Ia pun masuk ke dalam kamar.
“Diaz.”
“Diaz kenapa?” Riva mulai terlihat
panic.
Sementara Nalula berusaha menata
ekspresinya agar tak dicurigai kedua temannya ini. Karena Nalula berfirasat
Reva akan membeberkan kejadian tadi malam.
“Diaz udah dibolehin buat main bola
lagi.” Reva membuat Riva menatapnya tak percaya.
“Serius…?” Riva memastikan. Sementara
Reva mengangguk pasti. Tanpa sadar, mereka berdua bersorak kegirangan. Mungkin
kalau aja Riva lupa akan minumannya, ia udah melompat-lompat mengekspresikan
kegembiraannya.
“Lo kenapa diem, Nal?” Reva mencurigai
sikap Nalula.
“Hah?” Nalula tampak tak siap. “Gapapa.”
Ucapnya sedikit gugup. “Gue Cuma terlalu seneng aja denger cerita lo. Jadi
bingung buat ngapain.” Nalula akhirnya bisa mengatasi kecurigaan Reva.

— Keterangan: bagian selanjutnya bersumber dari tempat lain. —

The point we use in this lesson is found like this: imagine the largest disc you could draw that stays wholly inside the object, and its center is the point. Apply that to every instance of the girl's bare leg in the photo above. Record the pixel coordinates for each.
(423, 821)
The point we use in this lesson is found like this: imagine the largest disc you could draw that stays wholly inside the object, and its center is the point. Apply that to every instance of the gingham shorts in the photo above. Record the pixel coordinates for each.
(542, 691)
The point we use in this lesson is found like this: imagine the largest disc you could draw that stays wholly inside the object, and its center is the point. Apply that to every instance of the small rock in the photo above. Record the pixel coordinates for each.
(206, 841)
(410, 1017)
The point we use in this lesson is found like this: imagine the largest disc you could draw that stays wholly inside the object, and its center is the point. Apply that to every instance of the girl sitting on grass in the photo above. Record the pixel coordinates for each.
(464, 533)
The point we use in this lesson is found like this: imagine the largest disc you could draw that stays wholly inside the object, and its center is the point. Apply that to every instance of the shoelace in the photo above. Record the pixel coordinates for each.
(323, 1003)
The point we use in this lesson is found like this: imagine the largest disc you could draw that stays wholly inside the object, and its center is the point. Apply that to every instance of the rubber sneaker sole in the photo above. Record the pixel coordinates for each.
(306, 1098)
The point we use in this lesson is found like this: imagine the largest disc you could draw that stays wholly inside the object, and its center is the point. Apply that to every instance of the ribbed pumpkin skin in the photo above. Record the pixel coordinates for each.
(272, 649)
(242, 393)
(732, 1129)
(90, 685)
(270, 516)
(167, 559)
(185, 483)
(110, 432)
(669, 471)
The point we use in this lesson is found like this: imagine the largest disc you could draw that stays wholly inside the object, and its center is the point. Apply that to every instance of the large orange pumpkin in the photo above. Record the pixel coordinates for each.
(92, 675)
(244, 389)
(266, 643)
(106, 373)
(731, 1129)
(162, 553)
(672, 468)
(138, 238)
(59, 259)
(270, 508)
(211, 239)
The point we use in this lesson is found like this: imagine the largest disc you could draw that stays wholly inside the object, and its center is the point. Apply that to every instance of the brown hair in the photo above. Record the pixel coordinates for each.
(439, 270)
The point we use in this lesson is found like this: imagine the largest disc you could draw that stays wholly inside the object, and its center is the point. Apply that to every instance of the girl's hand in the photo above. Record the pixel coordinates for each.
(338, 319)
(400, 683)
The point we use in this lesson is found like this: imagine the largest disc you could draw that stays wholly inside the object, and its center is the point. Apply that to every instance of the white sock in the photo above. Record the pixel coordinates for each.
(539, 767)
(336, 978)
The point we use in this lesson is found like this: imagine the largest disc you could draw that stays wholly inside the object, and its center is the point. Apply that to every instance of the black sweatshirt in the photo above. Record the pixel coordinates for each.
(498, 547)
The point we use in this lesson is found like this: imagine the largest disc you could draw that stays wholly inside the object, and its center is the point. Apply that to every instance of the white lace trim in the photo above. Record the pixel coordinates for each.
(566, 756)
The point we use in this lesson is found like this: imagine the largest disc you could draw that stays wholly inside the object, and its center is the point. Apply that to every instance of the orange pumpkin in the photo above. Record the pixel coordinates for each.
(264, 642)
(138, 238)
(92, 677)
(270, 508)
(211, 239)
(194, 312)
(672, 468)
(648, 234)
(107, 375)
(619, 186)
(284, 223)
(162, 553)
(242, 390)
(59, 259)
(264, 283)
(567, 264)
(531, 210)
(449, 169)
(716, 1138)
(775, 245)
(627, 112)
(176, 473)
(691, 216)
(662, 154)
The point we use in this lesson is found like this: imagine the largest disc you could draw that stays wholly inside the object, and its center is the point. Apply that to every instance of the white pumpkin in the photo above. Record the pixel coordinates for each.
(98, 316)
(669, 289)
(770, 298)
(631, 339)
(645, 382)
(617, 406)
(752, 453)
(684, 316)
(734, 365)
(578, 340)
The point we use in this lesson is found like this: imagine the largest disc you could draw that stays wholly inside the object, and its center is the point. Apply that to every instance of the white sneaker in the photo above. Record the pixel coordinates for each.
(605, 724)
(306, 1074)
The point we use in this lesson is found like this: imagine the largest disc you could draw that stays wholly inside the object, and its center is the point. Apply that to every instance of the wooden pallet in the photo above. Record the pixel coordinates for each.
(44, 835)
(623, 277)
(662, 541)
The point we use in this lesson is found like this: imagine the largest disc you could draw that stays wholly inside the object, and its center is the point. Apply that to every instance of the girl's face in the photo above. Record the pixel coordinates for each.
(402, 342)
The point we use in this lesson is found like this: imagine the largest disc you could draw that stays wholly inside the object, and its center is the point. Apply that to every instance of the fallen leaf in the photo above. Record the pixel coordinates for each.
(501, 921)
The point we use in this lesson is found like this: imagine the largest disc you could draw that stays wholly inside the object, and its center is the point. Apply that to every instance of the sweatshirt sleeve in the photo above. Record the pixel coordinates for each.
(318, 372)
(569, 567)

Beruntung, baik Reva ataupun Riva bisa menerima lasannya. Dirasa sudah tak ada
yang akan dibahas, Nalula berdiri. “Gue keluar sebentar ya.” Pamitnya.
Nalula yang keluar kamar langsung menuju
anak tangga. Ia mengarah ke kolam renang. Nalula duduk ditepi sambil
merandamkan kakinya ke kolam. Tidak lama hingga Lingga muncul dan
menghampirinya. Lingga duduk di samping Nalula dengan arah yang berlawanan.
“Maaf ya tentang semalem.” Nalula
memulai tanpa menoleh. Rasanya tanpa harus mencari tau, Nalula sudah tau kalau
itu adalah Lingga.
Lingga sendiri masih pada posisinya. “Kenapa
lo ngelakuin ini sih?” tanya Lingga akhirnya setelah beberapa saat tetap diam.
“Kenapa lo gak pernah cerita kalo lo
adalah Dewa?”
Lingga sama sekali tak terkejut dengan
apa yang dikatakan Nalula. Lingga justru tertawa pahit untuk itu. “Jadi lo udah
tau?”
Pertanyaan Lingga membuat Nalula
menoleh. Perlahan, Lingga pun melihat ke arah Nalula. Nalula malah tak bisa
berkata apa-apa. Ia mengalihkan pandangannya dari mata Lingga.
“Kenapa gak mau natap gue?”
“Kenapa dulu lo gak nemuin gue? Lo
bilang, lo akan sering nemuin gue ke Bandung.” Nalula malah balik bertanya.
“Tapi kenapa lo malah ngehindar?” Nalula masih tetap tak melihat ke Lingga.
“Lo pikir gue mau ngelakuin itu?” balas
Lingga. Nalula tak bergeming. Lingga yang terlihat tak sabar, memutar paksa
badan Nalula untuk menghadapnya. “Apa lo tau alasan gue ngelakuin itu?” mereka
saling menatap dengan posisi tangan Lingga masih menggenggam lengan Nalula. “Lo
inget acara nikahan kakaknya Ilan?” Lingga memulai. Perlahan ia melepaskan
genggamannya dan kembali ke posisi sebelumnya. “Itu tepat setahun gue pindah ke
Jakarta. Dan di sana lo sibuk sama Ilan. Beberapa kali gue ke Bandung buat
nemuin lo. Tapi semua hasilnya sama. Lo udah terlalu asik sama dunia lo setelah
gue pergi. Brian, Zagar, Ilan dan terakhir Kharis.” Ujar Lingga bertubi-tubi.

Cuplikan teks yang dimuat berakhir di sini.